I have taken the liberty of using it in the same way as Kai – we may differ in some nuances, but ultimately I think we are talking about the same thing. Kai talks a little about this in our recent interview here on our blog.

For me, modern wine and modern farming are a synthesis of all the fundamental low-intervention approaches. It is a philosophy that is based on deep historical knowledge and experience, while also understanding today's context and focusing on the future.

It is the creation of a system – ecological, energetic, social, sustainable, and economic. It is the suppression of monoculture as such, in all five of the above-mentioned areas.

A huge awakening and gradual realization came to me about seven years ago, when the first really warm year arrived. It disproved many of the "truths" on which our cool-climate viticulture had been based for centuries. Then came the overheating of the wine market and its overproduction. Labor shortages. Changes in customer behavior and the generational changes of wine drinkers. These are things that cannot be ignored and need to be addressed if you care about the industry as a whole.

However, my glass is always half full, and collapse always brings change. Change ushers in a new tomorrow and a better future.

"Modern farming is about finding the best possible paths wherever the old established order no longer applies."

Modern wine is about expression that is consistent, distinctive, and recognizable. It does not necessarily have to be strange and only for a narrow demographic. It is about finding balance and building bridges – I'm definitely not interested in a philosophy based on "us vs. them".

A new wave that will save the world. Without exaggeration. Let's share our knowledge and invest our time in the future. Let's work consciously and smartly; not everything can be built on a romantic view of things. Let's believe in ourselves, our knowledge, and our experience. It's more than esoteric instructions. Let's not do things just because we have historical reasons for doing them, but also with a view to the future.

Everything is a process and everything evolves, but in any case it should be inspired by nature, representing its transformation. Terroir is like a musical score; it needs an interpreter, a co-creator.

Let's each create our own path, put our own inventiveness and curiosity into it, not blindly copy other philosophies. Let's deliberately expose ourselves to new paths and approaches.

If you are waiting for me to list all the buzzwords such as regenerative farming, vitiforestry, drones, etc., I shall not do so. Because that would just be another set of instructions, which, moreover, everyone already knows and may even be applying them.

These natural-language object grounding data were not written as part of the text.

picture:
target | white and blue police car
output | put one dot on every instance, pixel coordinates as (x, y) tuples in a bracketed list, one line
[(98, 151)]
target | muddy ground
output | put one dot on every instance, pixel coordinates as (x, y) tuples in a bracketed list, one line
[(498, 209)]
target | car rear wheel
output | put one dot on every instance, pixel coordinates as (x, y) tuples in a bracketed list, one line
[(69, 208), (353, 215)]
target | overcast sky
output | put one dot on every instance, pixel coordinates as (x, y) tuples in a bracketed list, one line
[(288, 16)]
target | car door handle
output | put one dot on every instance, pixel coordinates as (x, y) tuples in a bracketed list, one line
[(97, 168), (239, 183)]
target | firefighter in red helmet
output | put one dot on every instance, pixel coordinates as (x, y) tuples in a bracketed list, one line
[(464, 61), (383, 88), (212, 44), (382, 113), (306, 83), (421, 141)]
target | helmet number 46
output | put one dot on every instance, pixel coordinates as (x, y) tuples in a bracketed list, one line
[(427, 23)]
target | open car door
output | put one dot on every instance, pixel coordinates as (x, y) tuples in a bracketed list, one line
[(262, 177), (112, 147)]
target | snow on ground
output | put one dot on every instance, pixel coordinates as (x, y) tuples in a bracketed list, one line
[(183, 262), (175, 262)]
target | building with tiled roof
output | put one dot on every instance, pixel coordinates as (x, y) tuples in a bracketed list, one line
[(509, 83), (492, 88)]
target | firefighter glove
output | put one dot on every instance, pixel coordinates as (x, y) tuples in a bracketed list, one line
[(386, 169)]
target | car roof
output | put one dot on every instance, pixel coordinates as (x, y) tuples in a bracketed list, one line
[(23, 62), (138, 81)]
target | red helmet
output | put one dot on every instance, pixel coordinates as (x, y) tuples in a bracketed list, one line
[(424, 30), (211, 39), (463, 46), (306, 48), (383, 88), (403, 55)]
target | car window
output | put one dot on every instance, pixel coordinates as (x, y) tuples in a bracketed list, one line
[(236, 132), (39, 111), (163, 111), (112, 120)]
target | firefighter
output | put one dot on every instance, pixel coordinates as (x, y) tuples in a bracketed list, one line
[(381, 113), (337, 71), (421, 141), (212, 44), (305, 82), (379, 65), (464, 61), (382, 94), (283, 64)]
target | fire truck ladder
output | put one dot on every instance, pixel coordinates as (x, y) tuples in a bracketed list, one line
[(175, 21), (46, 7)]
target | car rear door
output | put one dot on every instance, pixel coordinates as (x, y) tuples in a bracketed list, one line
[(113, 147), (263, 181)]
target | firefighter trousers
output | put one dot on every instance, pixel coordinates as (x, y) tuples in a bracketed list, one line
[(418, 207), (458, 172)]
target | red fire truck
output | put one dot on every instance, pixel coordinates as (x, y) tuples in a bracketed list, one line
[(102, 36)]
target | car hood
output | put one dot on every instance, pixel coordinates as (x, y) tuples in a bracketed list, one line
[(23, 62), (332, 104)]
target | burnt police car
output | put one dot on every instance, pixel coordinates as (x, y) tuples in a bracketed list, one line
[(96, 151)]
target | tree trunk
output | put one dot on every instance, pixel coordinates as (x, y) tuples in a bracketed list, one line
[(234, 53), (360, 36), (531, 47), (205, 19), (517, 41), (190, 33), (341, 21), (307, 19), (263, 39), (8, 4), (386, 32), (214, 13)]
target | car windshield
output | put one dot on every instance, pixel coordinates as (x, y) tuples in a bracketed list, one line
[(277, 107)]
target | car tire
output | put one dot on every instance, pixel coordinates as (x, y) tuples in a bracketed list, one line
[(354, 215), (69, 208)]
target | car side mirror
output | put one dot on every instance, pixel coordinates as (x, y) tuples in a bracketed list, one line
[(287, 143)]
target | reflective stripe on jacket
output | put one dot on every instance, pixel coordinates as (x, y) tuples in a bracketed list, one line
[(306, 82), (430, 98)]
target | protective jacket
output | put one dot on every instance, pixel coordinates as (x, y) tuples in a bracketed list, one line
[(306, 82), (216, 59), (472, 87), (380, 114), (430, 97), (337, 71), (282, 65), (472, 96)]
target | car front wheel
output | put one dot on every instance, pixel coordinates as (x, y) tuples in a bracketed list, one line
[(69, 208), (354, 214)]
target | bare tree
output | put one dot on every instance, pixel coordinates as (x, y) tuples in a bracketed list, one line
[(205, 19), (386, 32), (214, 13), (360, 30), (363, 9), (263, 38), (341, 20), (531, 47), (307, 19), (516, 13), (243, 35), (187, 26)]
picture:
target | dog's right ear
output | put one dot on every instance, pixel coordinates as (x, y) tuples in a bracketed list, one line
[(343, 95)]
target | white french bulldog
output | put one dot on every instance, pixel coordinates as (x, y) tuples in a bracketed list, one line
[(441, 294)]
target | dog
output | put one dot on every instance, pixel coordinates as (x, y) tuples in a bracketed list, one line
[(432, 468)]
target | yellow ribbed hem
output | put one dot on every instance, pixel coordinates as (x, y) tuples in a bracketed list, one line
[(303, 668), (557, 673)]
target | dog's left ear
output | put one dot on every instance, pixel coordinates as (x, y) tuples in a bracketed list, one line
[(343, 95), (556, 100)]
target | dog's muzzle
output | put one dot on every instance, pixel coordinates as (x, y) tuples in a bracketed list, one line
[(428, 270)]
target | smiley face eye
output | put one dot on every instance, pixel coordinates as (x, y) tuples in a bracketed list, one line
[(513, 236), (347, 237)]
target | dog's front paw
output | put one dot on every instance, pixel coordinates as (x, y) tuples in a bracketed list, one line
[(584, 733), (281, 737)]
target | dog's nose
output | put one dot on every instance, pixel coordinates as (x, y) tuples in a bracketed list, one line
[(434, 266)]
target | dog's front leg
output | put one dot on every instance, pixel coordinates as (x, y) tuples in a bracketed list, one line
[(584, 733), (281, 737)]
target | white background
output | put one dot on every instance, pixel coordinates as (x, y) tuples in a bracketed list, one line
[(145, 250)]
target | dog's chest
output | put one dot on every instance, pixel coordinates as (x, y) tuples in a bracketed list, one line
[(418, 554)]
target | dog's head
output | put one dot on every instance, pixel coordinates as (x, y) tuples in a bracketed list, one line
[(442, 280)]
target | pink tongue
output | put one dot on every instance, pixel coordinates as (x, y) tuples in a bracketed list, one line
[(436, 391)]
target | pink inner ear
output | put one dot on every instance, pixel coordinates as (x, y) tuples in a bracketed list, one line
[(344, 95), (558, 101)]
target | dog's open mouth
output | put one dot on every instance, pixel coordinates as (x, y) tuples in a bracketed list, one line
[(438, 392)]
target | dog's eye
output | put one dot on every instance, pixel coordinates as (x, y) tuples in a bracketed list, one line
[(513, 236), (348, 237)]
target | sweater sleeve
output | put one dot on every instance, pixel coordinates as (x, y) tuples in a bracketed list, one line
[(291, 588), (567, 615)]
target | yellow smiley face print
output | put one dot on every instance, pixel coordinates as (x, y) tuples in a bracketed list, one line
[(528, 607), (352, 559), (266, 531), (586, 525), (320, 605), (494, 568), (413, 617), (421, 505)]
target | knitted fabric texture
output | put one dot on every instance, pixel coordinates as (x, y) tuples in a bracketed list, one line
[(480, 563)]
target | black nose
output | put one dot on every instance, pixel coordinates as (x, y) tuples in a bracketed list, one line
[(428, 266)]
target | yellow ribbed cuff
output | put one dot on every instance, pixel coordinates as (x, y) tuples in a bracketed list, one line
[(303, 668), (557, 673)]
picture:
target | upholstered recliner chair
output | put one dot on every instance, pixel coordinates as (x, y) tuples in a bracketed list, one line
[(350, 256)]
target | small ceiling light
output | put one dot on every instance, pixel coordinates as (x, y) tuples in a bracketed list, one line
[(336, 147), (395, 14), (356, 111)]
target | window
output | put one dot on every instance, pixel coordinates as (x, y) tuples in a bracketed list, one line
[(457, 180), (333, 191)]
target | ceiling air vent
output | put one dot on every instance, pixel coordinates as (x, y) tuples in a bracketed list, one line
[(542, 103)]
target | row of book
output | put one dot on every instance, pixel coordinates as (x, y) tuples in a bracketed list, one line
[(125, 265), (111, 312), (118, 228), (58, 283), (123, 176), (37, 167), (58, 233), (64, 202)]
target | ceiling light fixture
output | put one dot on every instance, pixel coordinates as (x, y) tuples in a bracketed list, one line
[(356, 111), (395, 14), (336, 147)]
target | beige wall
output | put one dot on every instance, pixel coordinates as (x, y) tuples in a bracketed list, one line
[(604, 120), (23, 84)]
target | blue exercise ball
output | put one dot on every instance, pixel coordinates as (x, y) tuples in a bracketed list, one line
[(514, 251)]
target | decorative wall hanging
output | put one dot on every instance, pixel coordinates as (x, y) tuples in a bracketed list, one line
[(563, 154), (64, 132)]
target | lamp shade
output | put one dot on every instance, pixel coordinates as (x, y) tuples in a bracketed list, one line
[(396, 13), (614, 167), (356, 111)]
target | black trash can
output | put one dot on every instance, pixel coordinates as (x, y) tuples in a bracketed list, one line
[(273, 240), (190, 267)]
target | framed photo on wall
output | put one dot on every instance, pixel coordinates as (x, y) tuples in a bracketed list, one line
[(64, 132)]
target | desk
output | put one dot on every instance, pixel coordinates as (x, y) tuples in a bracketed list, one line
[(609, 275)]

Modern farming and modern wine represent a mindset, a way of approaching things, letting things affect you, and sharing things with others. It's mainly about an individual approach—one that requires the most energy, expense, and knowledge.

Working with each vine as such, as a unit, as a single personality. Respecting the biology and physiology of plants, soil, and wine is the core tenet.

We often attract like-minded people and communities; let's not try to make wine for someone else, it can't work. Wine is a bearer of certain values. It is transparent and intimate. Modern wine is open and provides freedom. It is not dogmatic, it is fluid, and it is a discussion. It has boundaries, but the playing field is wide enough.

PS. "Change the context, change the content." If we change the context, the content can take on a completely different meaning. After all, this text was written when a colleague pointed out to me that in some cases, the very phrases "modern wine" and "modern farming" can be misunderstood. (For example, my colleague Martin Vajčner uses the term modern wine to refer to the products of conventional winemaking – aka modernity in the sense of post-war "technological progress". What a colorful world!)

In our eyes, the word "modern" does not mean the boundless, uncritical, and insensitive use of all the "achievements" of modern technology, heavy machinery in the vineyards, and enological additives in the cellar, as some might think. For us, the archetype is rather modern society, as seen from an optimistic perspective: democratic, firmly anchored in its values, interconnected, and ready for change. Modern wine and modern agriculture are all-encompassing and not a monoculture in our minds.